In spite of the cordial words the girl's voice was strange. Rose stared from daughter to mother and back again. “If you were engaged,” she said, rather coldly, “if you would prefer that I come some other time—”

“No, indeed,” cried Lucy, “no other time. Yes, every other time. What am I saying? But I want you now, too. Come right up to my room, Rose. I know you will excuse my wrapper and my bed's being tumbled. I have been lying down. Come right up.”

Rose followed Lucy, and to her astonishment became aware that Lucy's mother was following her. Mrs. Ayres entered the room with the two girls. Lucy looked impatiently at her, and spoke as Rose wondered any daughter could speak. “Rose and I have some things to talk over, mother,” she said.

“Nothing, I guess, that your mother cannot hear,” returned Mrs. Ayres, with forced pleasantry. She sat down, and Lucy flung herself petulantly upon the bed, where she had evidently been lying, but seemingly not reposing, for it was much rumpled, and the pillows gave evidence of the restless tossing of a weary head. Lucy herself had a curiously rumpled aspect, though she was not exactly untidy. Her soft, white, lace-trimmed wrapper carelessly tied with blue ribbons was wrinkled, her little slippers were unbuttoned. Her mass of soft hair was half over her shoulders. There were red spots on the cheeks which had been so white in the morning, and her eyes shone. She kept tying and untying two blue ribbons at the neck of her wrapper as she lay on the bed and talked rapidly.

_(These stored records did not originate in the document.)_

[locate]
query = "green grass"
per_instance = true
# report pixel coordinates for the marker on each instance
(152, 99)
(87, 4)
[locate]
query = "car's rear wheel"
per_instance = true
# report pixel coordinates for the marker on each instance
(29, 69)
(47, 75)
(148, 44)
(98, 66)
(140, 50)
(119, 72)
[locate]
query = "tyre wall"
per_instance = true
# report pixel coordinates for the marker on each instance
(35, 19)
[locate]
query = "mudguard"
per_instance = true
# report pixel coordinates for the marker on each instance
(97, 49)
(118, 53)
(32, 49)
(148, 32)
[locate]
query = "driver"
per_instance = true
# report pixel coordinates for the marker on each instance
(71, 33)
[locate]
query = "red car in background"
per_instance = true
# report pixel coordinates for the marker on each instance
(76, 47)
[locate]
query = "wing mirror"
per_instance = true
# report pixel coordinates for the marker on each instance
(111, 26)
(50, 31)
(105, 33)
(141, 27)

“I look like a fright, I know,” she said. “I was tired after church, and slipped off my dress and lay down. My hair is all in a muss.”

“It is such lovely hair that it looks pretty anyway,” said Rose.

Lucy drew a strand of her hair violently over her shoulder. It almost seemed as if she meant to tear it out by the roots.

“Lucy!” said her mother.

“Oh, mother, do let me alone!” cried the girl. Then she said, looking angrily at her tress of hair, then at Rose: “It is not nearly as pretty as yours. You know it isn't. All men are simply crazy over hair your color. I hate my hair. I just hate it.”

“Lucy!” said her mother again, in the same startled but admonitory tone.